[5/7] dax, iomap: Add support for synchronous faults

Message ID 20170727131245.28279-6-jack@suse.cz
State Superseded
Headers show

Commit Message

Jan Kara July 27, 2017, 1:12 p.m.
Add a flag to iomap interface informing the caller that inode needs
fdstasync(2) for returned extent to become persistent and use it in DAX
fault code so that we map such extents only read only. We propagate the
information that the page table entry has been inserted write-protected
from dax_iomap_fault() with a new VM_FAULT_RO flag.
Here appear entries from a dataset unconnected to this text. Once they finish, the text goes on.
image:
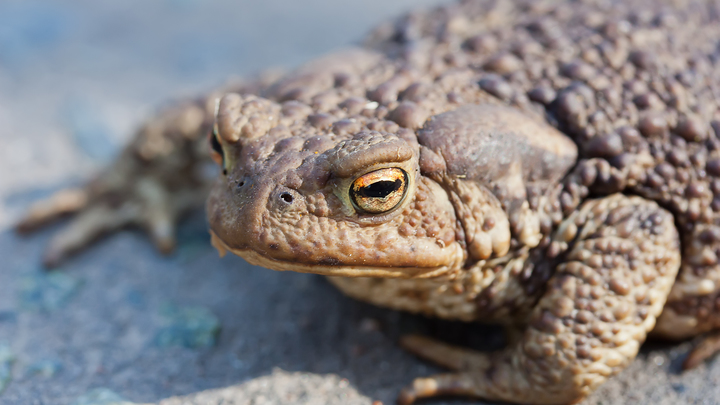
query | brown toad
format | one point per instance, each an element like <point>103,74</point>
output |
<point>544,165</point>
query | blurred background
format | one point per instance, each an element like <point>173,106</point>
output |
<point>121,323</point>
<point>77,76</point>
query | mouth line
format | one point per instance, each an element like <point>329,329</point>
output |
<point>257,259</point>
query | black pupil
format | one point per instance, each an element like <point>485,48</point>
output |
<point>381,189</point>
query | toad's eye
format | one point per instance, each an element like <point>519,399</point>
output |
<point>218,155</point>
<point>379,191</point>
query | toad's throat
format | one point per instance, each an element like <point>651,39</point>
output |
<point>258,259</point>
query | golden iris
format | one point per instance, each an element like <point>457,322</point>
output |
<point>379,191</point>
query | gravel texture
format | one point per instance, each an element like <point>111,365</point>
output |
<point>121,324</point>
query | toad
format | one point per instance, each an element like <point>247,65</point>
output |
<point>550,166</point>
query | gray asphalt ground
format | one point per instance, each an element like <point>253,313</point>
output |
<point>121,322</point>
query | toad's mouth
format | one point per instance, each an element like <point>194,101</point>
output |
<point>258,259</point>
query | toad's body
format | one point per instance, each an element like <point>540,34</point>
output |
<point>531,163</point>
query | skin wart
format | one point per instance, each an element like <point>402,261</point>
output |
<point>549,166</point>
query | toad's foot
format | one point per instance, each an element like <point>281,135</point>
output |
<point>156,179</point>
<point>602,300</point>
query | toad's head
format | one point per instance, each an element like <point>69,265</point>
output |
<point>313,193</point>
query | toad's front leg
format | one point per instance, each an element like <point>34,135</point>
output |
<point>599,306</point>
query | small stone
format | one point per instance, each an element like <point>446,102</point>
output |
<point>544,95</point>
<point>6,360</point>
<point>101,396</point>
<point>45,368</point>
<point>44,291</point>
<point>192,327</point>
<point>607,146</point>
<point>496,86</point>
<point>503,64</point>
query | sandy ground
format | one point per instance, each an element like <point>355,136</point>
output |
<point>120,323</point>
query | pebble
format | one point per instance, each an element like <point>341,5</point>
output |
<point>6,360</point>
<point>101,396</point>
<point>45,291</point>
<point>192,327</point>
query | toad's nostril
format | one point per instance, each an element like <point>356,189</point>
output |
<point>287,197</point>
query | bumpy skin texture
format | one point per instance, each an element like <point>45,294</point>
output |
<point>550,158</point>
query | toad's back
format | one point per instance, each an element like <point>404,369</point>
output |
<point>635,84</point>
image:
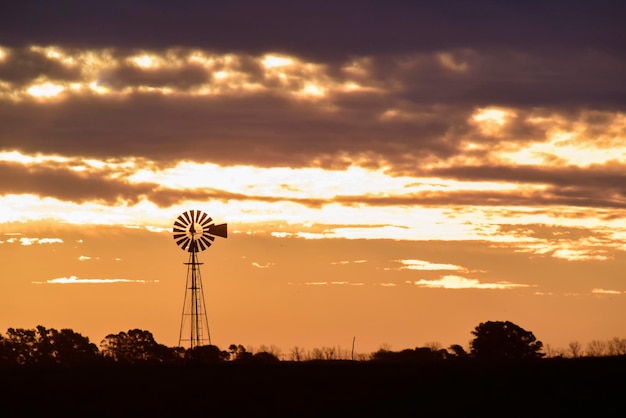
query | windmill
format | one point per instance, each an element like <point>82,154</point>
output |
<point>195,231</point>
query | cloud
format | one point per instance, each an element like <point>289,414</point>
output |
<point>426,265</point>
<point>31,241</point>
<point>460,282</point>
<point>607,292</point>
<point>76,280</point>
<point>262,266</point>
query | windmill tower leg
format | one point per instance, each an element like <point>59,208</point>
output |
<point>194,325</point>
<point>195,231</point>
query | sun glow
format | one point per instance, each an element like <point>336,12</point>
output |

Filesystem fault
handler is then responsible for calling fdatasync(2) and updating page
tables to map pfns read-write. dax_iomap_fault() also takes care of
updating vmf->orig_pte to match the PTE that was inserted so that we can
safely recheck that PTE did not change while write-enabling it.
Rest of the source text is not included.